Cine Lenses are a very particular breed of optics. The image they produce on film is less than one inch wide (in the case of feature films, that are usually shot on 35 mm stock) but will later be projected onto screens up to 30 feet wide. So, enlarging ratios in the region of 500x are not unusual. Very high demands of imaging performance are placed on film stock and lenses alike.

Different from professional still photography, where focusing is normally done on a ground glass or focusing screen with special focusing aids like split field inicator or micro-prism arrays, focusing in motion picture production is not performed visually, even though cameras with reflex viewfinders are industry standard, but by using individually calibrated scales on the lenses. Providing those scales with the lens barrels is a quite demanding task both from a series production and logistics point of view.
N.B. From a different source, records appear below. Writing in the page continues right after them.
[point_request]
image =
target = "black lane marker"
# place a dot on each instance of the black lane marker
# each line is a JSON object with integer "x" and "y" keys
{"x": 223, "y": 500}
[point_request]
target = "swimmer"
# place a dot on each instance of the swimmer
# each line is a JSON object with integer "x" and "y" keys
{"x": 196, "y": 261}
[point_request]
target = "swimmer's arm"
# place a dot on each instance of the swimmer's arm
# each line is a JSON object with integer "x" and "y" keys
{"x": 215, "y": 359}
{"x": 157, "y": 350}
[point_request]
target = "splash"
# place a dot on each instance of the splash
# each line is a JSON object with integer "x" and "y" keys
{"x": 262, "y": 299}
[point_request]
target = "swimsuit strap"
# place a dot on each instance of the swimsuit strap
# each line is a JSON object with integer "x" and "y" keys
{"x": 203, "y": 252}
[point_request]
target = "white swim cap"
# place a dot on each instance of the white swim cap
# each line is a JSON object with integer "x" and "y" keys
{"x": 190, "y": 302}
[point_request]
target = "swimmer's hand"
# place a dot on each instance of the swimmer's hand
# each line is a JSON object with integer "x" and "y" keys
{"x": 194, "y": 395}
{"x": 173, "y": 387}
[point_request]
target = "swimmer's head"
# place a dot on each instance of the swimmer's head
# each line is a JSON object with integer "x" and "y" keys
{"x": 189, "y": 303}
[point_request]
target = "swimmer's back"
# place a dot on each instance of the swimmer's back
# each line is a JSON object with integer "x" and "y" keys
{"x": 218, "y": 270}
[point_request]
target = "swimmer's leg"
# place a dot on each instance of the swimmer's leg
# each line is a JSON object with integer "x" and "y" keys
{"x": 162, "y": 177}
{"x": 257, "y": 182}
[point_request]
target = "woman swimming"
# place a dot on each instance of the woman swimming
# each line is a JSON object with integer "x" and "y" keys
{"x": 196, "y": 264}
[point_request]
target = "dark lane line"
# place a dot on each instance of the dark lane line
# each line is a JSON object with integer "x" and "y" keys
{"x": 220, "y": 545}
Due to their stunning sharpness combined with extreme speed of up to T 1.3 Carl Zeiss lenses have been the premium choice for the motion picture industry’s most demanding directors of photography. However, these lenses had been in short supply.

Now, with reengineered logistics and after sizable investment, Carl Zeiss has overcome a bottleneck that, in the past, severely limited the production of cine lenses. Monthly lens shipment figures to Carl Zeiss’s partner in the motion picture business, Arnold & Richter (ARRI) in Munich, have recently gone up by more than 30% over last year’s numbers, giving ARRI’s sales a significant boost.